Антонида встала. Медленно, как во сне, пошла к двери.

— Кто это? — спросил Максим Петрович, когда она вышла.

— Жена того гада, — ответил Ведеркин. — Учительшей хотели в школу, а теперь — куды ее...

— Одного поля ягодки, — махнул рукой Семен. — Причастная.

— Ладно, — сурово отрубила Лукерья. — Обреченная скотина не животина. Было время одуматься. Ежели пришла бы рассказать о своем муженьке, другое дело. Я все ждала, что одумается. А ей, вишь, Коленьку записать... Да еще — «в честь дедушки». Как язык поворачивается: сама вместе с этим Коротких засадила старика в тюрьму.

Лукерья встала:

— Ну, будто все. Когда стемнеет, надо заарестовать Коротких. Нечего тянуть... Ревком поручает это Семену Калашникову, Василию Воскобойникову, Филиппу Ведеркину. Возьмите с собой оружие. — Она подумала. — Ребенка там не перепугайте...

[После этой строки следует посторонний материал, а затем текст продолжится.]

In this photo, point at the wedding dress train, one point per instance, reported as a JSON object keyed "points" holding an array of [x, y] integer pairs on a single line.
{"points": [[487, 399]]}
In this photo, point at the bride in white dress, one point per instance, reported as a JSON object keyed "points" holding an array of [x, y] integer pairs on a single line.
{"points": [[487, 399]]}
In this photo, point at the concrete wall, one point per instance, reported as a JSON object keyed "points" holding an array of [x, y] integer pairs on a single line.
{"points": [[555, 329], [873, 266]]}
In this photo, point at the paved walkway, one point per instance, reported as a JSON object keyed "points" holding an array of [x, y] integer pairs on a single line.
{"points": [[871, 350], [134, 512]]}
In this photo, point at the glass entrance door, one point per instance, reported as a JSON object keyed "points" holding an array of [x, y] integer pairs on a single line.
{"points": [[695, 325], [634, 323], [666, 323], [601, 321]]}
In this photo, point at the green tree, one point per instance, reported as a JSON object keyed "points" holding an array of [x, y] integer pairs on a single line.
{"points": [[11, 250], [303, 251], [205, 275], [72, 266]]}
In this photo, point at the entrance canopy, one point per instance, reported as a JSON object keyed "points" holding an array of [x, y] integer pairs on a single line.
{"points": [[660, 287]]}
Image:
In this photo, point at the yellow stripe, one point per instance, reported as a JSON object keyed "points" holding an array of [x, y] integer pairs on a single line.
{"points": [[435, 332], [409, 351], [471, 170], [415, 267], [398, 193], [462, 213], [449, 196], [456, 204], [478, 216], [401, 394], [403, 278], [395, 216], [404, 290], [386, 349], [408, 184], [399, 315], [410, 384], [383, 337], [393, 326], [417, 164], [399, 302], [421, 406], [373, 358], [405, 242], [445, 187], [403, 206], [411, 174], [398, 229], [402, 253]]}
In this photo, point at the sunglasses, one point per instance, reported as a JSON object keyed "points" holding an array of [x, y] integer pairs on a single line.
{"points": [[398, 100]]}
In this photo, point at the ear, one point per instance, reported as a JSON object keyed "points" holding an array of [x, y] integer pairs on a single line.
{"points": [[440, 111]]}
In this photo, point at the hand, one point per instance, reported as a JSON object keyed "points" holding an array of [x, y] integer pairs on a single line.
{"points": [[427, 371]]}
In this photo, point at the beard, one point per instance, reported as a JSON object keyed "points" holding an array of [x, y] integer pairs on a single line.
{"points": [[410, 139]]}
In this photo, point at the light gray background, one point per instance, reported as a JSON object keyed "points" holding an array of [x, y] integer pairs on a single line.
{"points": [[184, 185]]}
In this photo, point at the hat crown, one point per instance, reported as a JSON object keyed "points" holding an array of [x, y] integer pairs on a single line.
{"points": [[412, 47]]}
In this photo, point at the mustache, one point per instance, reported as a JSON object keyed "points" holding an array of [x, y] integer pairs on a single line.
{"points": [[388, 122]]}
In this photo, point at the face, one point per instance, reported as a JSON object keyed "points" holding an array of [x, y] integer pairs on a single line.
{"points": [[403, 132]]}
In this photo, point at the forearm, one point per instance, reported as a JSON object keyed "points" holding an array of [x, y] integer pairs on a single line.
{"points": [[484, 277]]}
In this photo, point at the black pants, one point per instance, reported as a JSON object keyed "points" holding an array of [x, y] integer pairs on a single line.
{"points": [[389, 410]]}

Когда выходили из ревкома, она спросила:

— Ну, что, Семен, у кого сила?

Когда Антонида притащилась домой, Василий сидел на крыльце, с умилением глядел на золотого голенастого петуха, который важно вышагивал по широкому двору.

— Залеточка... — Василий растянул в улыбке тонкие губы. — Какого петуна господь сподобил... На трех цыплят выменял. Малость продорожил, но без этого петуна для меня жизня была больше немысленна.

Антонида молча поднялась на крыльцо, прошла в избу. За ней вошел и Василий.

— Всего достиг усердием праведным. Ныне достойно с тобой проживаем: избенка подходящая, хозяйство кое-какое завелось, ребеночек в колыбельке пищит. Будто все, что душе требуется... Ан, нет: чего-то не хватало... Я и так, и этак — не могу уразуметь, чего возжелалось. А как узрел на улице эту тварь божью, так и осенило: петуна золотого желаю! У меня в родной-то деревне точно такой был. Вот и приволок домой. Гляжу на него — и по всем жилочкам спокой разливается, во всем естестве равновесие: все, все ко мне возвернулось. Не разбоем нажито — старанием, да молитвою.

— Замолчи! — пронзительно выкрикнула Антонида. — Замолчи, убийца!